У тебя еще три дня свободных...
— Проводи меня в аэропорт.
Всю дорогу она молчала и, уходя на посадку, даже не оглянулась.
На следующий день я поменял билет и поехал на поезде в Москву. Люси в столице уже не было — она отбыла в Ленинград, где на студии «Ленфильм» должна была озвучивать «Старые стены».
Испытывая страшную неловкость, я обратился к отцу:
— Папа, мне нужно срочно в Питер.
Дай денег на билет и гостиницу.
Тогда-то Тобяш Давыдович Купервейс впервые и озвучил свои опасения, которые спустя годы оправдались на сто процентов:
— Костя, опомнись!
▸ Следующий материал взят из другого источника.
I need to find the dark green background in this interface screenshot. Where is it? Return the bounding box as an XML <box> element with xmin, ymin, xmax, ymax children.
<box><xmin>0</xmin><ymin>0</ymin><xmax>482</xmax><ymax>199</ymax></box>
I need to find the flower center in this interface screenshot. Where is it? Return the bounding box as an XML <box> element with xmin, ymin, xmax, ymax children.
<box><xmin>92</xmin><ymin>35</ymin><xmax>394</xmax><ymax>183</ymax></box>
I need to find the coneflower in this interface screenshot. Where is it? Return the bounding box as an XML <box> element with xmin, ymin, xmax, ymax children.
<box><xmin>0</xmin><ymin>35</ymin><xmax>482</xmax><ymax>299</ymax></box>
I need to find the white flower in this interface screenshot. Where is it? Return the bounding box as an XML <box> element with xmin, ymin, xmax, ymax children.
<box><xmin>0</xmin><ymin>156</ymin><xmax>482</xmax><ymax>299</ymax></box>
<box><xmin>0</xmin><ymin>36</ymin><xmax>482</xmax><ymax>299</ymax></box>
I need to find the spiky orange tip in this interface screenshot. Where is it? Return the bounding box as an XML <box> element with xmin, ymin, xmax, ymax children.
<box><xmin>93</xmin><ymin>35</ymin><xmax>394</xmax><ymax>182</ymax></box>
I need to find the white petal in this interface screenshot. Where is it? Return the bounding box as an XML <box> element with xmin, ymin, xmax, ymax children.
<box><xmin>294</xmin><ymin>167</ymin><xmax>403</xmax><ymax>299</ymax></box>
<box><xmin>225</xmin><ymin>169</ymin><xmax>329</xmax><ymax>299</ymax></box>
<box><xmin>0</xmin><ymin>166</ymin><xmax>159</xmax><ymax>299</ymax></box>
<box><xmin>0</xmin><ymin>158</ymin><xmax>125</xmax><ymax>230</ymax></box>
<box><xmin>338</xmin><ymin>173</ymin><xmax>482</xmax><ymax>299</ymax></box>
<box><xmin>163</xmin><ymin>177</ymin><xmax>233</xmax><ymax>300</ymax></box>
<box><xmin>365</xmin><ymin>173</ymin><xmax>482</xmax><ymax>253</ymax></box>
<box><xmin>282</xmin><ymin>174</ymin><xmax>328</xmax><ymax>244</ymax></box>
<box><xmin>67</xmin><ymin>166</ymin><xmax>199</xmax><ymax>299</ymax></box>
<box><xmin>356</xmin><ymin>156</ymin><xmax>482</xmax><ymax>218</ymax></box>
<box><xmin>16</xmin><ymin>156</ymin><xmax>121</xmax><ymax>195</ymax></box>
Разница в возрасте — дело второе. Первое и куда более серьезное — разница в статусе. Она сначала превратит тебя в кролика, а потом съест.
Я бурно протестовал:
— Ты не прав! Люся — добрый, открытый человек. В ней нет ни грамма заносчивости и снобизма!
Отец сокрушенно качал головой:
— Ты совершаешь страшную, трагическую ошибку.
Деньги, однако, я получил и тем же вечером отправился на «Красной стреле» в Ленинград.
На следующий день в гостинице клещами вытаскивал из Люси причину ее стремительного отъезда из Севастополя. Наконец услышал:
— Мы были на пляже, и ты проводил взглядом какую-то блондинистую девицу.
— Ну и что?
— Неужели ты не понимаешь, что этим меня оскорбил?
Я расхохотался: — Посмотрел и посмотрел!
Если мужчина не провожает взглядом красивую женщину — он как мужчина кончился!
Инцидент был исчерпан, и я даже нашел в нем повод растрогаться и погордиться: Люся меня ревнует! Значит, любит и боится потерять.
В Москву мы вернулись вдвоем, но еще неделю-полторы на Садовой-Триумфальной я появлялся в качестве «ночного гостя», а утром уезжал домой.
Это был один из последних дней августа. Мне предстояло отправиться в суд — закончились три месяца, данные нам с Таней на примирение. Люся поехала вместе со мной. Видела мое волнение и решила поддержать. В здание не вошла — осталась ждать в такси за углом.